Kami tertawa bersama lalu dengan
sedikit ayunan tangan dan lagu kami duduk rapi di bangku masing-masing dan
memulai doa sebelum belajar.
***
Matahari sudah setinggi tombak.
Seperti biasa, aku melambai menyuruh pernak-pernikku masuk kelas lalu berdoa
pulang. Setelah itu segera kebereskan berkas tugas anak-anak untuk kubawa
pulang. Aku mengusap tengkukku, hari ini tidak terlalu panas. Alhamdulillah.
Aku menatap lembar kerja Nafis dan sekilas kulihat tulisannya yang terbalik.
Dahiku lantas mengernyit. Baru sadar, sudah sebulan sejak pertamakali Zahra
bercerita tentang bicara Nafis yang terbalik. Kutemukan juga ia sering menulis
terbalik saat mengoreksi lembaran kerjanya.
Nafis juga kesulitan menyebutkan
warna pelangi meski melihatnya di depan mata. Ia juga kebingungan mengurutkan
angka. Tapi Nafis tidak bodoh. Ia selalu aktif, ceria dan pandai bernyanyi.

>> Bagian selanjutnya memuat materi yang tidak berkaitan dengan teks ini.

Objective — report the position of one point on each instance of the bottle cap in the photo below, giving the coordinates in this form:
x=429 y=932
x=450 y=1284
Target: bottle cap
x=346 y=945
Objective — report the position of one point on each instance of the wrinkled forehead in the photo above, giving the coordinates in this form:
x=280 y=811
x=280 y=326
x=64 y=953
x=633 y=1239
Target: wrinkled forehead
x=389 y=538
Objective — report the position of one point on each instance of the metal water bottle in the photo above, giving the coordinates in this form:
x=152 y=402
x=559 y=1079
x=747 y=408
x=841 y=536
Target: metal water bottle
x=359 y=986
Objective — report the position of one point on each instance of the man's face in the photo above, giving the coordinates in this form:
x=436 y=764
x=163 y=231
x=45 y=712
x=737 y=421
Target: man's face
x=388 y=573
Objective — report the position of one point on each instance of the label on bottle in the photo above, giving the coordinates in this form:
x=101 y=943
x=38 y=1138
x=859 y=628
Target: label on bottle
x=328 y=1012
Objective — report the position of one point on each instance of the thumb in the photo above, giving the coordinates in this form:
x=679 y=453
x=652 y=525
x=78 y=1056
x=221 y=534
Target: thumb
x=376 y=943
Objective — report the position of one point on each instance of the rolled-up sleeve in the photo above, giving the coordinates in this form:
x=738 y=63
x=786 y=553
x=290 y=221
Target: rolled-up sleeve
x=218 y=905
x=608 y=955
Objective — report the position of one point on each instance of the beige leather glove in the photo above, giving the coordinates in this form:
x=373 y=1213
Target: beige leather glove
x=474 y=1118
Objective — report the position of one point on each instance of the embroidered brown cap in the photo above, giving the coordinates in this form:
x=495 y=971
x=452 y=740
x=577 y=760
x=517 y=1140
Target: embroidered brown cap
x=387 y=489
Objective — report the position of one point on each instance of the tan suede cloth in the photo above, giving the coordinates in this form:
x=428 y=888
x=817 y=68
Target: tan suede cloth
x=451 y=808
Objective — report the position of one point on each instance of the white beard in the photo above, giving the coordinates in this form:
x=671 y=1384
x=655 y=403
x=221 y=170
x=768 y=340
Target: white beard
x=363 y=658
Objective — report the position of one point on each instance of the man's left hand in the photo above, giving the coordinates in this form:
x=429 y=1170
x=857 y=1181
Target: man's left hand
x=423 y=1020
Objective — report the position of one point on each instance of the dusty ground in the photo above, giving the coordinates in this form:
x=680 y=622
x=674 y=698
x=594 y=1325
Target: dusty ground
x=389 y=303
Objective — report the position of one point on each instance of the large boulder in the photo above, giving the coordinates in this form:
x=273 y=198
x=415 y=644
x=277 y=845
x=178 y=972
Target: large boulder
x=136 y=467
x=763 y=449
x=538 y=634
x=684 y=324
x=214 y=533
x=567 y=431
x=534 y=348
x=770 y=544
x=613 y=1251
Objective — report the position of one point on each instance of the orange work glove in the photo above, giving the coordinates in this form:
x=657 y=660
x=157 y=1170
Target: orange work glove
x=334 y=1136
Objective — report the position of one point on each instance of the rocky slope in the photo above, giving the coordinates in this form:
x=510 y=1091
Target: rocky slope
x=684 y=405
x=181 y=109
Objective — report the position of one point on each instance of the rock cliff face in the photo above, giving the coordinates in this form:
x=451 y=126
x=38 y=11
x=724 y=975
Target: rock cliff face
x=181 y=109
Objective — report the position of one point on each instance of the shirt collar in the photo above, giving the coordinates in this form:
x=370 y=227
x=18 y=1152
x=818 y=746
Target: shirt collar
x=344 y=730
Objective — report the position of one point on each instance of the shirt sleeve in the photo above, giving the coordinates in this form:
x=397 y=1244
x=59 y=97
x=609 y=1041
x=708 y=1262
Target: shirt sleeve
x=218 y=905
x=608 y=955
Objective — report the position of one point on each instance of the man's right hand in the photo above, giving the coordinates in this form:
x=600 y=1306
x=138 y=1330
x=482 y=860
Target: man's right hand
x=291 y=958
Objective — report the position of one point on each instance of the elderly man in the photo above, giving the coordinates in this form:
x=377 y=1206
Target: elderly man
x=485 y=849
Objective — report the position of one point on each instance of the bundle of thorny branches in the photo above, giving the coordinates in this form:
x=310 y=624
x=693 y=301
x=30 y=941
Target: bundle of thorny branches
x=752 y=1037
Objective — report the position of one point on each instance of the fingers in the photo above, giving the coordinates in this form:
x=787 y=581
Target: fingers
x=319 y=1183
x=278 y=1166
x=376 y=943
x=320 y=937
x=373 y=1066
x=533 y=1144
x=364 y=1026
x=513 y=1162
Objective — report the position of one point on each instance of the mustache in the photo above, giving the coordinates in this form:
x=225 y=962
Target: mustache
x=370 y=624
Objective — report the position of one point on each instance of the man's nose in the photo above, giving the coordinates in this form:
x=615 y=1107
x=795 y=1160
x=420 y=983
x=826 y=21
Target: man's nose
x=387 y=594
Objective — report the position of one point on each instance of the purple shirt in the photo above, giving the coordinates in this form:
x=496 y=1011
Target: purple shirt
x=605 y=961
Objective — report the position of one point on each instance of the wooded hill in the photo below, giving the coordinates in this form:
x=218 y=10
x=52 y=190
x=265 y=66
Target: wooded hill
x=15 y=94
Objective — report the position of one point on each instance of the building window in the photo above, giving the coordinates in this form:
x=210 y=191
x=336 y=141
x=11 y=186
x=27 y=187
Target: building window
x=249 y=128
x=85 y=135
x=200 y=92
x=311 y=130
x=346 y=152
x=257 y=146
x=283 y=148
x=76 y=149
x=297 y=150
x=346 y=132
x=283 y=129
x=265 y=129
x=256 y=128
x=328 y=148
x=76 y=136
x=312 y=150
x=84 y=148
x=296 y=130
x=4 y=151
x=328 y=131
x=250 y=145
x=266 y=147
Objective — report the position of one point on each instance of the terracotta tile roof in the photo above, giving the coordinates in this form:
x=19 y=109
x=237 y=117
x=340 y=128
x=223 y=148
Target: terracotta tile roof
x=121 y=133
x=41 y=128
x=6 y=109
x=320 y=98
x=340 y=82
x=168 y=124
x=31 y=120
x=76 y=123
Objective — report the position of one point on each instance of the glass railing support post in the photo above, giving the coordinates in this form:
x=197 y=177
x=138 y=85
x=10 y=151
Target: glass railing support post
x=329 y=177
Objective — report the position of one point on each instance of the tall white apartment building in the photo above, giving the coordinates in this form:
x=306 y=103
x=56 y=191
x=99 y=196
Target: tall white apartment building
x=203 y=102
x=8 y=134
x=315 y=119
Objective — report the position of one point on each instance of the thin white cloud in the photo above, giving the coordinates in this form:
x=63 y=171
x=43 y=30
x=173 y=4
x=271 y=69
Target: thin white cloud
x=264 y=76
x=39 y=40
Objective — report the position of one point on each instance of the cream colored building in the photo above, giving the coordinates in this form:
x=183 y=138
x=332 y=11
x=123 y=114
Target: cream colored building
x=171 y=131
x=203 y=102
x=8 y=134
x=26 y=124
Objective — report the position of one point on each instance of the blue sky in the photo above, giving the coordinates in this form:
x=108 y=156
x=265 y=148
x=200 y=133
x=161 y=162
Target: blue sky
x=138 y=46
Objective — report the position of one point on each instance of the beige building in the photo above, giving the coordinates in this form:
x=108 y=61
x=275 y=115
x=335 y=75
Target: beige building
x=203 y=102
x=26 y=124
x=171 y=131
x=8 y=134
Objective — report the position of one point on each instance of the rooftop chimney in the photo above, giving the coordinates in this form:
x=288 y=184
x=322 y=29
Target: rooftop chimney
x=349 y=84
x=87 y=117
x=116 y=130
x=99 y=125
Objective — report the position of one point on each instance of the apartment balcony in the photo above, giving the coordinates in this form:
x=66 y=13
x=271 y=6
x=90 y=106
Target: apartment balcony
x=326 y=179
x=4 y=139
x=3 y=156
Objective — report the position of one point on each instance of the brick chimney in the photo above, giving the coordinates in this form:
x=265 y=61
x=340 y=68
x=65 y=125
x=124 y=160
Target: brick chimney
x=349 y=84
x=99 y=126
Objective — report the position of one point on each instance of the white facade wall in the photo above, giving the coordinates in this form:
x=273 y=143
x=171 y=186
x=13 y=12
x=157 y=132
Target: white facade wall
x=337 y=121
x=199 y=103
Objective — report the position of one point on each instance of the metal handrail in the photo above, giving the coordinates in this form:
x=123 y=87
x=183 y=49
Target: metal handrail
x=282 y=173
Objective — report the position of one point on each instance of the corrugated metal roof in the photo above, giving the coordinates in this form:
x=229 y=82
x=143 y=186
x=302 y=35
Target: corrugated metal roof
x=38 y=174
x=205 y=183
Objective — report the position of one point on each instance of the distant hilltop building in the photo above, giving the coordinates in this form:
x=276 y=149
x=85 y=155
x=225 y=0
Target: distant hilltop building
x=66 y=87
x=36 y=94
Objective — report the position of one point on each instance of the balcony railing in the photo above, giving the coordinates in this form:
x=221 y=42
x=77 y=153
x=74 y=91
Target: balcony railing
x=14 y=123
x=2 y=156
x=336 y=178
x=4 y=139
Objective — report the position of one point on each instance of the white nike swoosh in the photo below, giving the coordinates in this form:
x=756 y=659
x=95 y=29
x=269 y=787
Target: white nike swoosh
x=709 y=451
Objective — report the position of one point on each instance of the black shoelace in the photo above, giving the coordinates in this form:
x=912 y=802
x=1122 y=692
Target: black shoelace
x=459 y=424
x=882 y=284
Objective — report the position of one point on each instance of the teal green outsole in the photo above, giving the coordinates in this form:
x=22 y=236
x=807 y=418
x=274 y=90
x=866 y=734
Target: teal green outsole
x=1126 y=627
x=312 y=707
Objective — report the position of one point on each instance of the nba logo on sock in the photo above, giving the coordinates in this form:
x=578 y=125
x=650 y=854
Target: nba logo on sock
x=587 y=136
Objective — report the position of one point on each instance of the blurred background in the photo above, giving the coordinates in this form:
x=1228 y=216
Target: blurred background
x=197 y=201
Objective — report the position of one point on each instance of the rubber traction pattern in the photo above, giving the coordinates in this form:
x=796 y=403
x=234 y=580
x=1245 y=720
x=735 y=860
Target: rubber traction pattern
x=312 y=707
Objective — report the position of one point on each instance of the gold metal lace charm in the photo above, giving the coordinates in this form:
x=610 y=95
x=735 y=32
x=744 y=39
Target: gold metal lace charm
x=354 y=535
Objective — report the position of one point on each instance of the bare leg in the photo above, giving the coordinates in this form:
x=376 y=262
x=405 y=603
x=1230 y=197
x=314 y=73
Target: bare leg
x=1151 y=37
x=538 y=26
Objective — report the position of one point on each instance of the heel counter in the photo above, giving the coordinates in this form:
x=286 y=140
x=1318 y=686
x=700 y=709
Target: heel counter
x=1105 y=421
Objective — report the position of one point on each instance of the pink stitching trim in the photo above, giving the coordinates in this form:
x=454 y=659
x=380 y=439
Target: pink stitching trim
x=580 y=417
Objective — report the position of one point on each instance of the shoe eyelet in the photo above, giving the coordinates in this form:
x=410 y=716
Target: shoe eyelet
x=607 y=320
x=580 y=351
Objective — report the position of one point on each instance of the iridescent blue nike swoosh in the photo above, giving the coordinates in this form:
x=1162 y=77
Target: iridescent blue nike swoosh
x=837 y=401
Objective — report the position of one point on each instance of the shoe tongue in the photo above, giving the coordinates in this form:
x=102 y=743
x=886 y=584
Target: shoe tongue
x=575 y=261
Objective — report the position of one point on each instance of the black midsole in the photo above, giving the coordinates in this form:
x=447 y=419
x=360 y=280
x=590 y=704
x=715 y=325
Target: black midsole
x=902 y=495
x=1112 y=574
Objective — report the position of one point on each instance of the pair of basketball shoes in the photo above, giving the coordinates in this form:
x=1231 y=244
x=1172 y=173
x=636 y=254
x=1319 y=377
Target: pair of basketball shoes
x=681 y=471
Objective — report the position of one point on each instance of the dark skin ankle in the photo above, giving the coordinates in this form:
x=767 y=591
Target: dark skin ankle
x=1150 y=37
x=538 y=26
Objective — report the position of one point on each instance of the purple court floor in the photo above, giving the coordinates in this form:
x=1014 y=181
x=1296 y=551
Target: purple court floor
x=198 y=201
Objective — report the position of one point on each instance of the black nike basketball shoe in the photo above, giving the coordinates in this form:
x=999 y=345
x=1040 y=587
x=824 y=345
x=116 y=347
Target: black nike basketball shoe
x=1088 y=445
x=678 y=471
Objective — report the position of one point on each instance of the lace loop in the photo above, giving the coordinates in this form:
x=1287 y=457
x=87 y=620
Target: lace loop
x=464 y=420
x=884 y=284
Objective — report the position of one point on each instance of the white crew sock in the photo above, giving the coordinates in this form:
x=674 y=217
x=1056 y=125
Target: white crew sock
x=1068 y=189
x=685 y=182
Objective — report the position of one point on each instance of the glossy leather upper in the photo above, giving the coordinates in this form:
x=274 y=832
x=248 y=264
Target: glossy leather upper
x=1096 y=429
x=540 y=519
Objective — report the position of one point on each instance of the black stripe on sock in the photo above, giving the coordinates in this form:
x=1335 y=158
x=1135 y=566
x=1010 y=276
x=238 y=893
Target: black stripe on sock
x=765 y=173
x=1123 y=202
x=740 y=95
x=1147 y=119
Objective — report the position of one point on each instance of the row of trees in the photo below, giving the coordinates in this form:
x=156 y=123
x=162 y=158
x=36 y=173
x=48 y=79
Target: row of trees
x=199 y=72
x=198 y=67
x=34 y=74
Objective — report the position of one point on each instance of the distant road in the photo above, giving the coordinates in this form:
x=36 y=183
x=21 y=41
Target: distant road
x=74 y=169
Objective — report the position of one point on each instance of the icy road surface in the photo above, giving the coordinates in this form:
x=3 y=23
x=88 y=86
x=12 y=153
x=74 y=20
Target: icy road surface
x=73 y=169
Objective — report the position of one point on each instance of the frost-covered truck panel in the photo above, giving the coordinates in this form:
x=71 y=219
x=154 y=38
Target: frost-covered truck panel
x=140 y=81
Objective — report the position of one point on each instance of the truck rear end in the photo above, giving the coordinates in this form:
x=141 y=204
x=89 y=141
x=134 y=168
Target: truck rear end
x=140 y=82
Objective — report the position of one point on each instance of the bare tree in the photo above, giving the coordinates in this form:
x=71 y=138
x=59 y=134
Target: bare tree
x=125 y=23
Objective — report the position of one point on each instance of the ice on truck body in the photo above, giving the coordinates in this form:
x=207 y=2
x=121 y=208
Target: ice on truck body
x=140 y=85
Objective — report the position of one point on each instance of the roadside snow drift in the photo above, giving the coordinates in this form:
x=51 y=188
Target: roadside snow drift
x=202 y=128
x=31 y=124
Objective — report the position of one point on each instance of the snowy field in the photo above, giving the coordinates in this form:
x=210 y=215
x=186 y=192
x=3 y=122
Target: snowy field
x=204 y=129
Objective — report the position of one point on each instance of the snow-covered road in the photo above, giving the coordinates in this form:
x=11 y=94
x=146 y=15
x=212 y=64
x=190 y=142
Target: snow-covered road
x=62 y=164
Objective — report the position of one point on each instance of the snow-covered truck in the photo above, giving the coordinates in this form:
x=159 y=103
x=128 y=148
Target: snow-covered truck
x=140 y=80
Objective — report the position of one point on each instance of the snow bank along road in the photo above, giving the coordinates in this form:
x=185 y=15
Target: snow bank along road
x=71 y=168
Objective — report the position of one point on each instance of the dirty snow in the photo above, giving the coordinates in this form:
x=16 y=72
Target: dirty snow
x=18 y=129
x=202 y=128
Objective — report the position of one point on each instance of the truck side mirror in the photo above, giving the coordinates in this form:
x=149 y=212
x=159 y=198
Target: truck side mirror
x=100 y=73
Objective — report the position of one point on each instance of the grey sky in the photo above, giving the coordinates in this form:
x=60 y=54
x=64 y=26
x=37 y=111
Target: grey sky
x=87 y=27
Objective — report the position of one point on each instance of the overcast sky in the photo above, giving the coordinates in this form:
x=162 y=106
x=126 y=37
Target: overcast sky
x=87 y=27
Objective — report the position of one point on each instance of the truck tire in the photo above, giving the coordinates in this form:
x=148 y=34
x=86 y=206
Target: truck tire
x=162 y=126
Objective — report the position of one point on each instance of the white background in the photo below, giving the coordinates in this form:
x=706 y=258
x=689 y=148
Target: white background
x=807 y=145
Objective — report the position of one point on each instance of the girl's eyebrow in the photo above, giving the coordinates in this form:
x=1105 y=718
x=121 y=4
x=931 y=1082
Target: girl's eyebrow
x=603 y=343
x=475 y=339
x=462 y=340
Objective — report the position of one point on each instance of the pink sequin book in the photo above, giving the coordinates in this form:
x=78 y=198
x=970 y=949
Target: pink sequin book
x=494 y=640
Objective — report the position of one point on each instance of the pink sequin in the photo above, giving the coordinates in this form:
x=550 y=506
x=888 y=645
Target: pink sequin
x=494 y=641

Terkadang saat sedang sendirian, diam-diam kuamati ia sedang bergumam tidak
jelas.
Aku mempercepat beres-beresku dan
segera pulang. Di rumah, aku segera menyalakan sambungan internet dan mengetik keyword “Berbicara sering terbalik sindrom”, “Tidak bisa menyebutkan warna” Kudapati
banyak kemungkinan sindrom, aku mengetik salah satu laman dan menemukan cirri-ciri
Nafis di sana. Aku menggeleng tak percaya.
***
Keesokan harinya aku berniat
memanggil orang tuanya ke sekolah. Aku menemui Ustadzah Naya dan
mengkonsultasikan ini dengannya. Di jalan menuju ruangan kepala sekolah aku
melihat Nafis dan Zahra duduk bersebelahan. Mereka cepat sekali akrab. Zahra
terlihat memperhatikan Nafis dan menirukan apa yang diucapkannya. Aku harap
Zahra tidak sedang mengejek Nafis.
Aku sampai di ruang kepala sekolah
dan melihat Ustadzah Naya sedang duduk menghadap layar computer.
“Assalamualaikum.”
“Waalaikumussalam…
masuk Ustadz.”
“Saya sepertinya mau panggil orang
tua nafis Ustadzah.”
Ustadzah Naya menoleh sebentar, “Kenapa
ustadz?”
“Sepertinya… mas Nafis berkebutuhan
khusus. Butuh perhatian lebih ustadzah.” Ujarku ragu-ragu.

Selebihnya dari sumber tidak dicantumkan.